An acquaintance offered to sell me some red gum wood. As you can see from the cell phone pic, it is nice looking. However, I don't know anything about red gum. How is it? Hard/soft, easy to work, brittle, price?

Thanks for the info!


----------



## Post Oakie (Aug 20, 2013)

My understanding is that red gum is the heartwood of sweetgum (Liquidambar styraciflua). It is somewhat dense, a lot like elm, with an interlocked grain that makes it tough to split. It is hard to keep it straight when milling and drying, but if it is already kiln dry, that won't be a problem. I have milled some on my portable sawmill, and been very pleased with the color of the grain. It is air drying now. It has been compared to cherry in hardness, but less brittle.
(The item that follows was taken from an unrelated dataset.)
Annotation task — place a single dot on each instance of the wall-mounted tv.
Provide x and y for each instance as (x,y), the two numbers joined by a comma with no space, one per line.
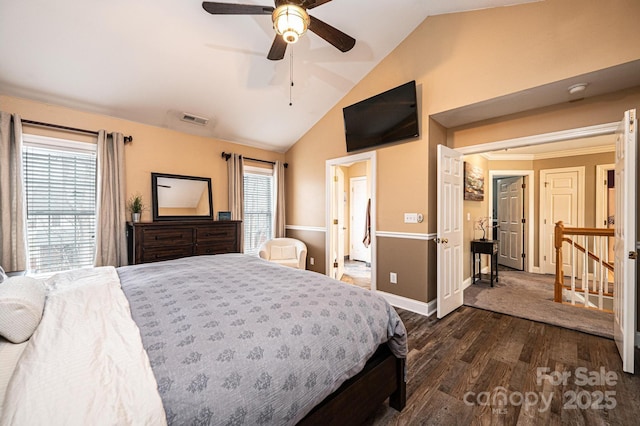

Hope this helps, and that you'll post photos of the project, if you decide to buy it.


----------



## ETWW (Mar 27, 2011)

It's fairly soft, easy to work but be advised...it likes to move a lot.


----------



## whatalesyou1 (Mar 18, 2011)

Any ideas on price? I want to be fair to this guy but I don't want to get screwed either.


----------



## Post Oakie (Aug 20, 2013)

From my mill in southwest Missouri, I would charge per board ft:
$1.20 green, right off the mill
$1.80 air dry
$2.50 kiln dry
$4.00 S2S (surfaced two sides)

50% more if the customer picks through to get the best boards

That should get you ballpark. Price will vary, depending on where you are. It is sort of a two-edged sword. The person with the wood probably doesn't have many opportunities to sell it, and you probably don't have many opportunities to buy sweetgum. Hopefully some others will have some input.

Consider, also, the advantages of having a good relation with the sawyer. I have a couple of woodworking customers that I call when I get a spectacular log, or that bring me logs that they have found to mill for them. If you want to be on this sawyer's "A list", don't try to knock off too much from the asking price. Make it worth his time to work with you, and you may be richly rewarded.


----------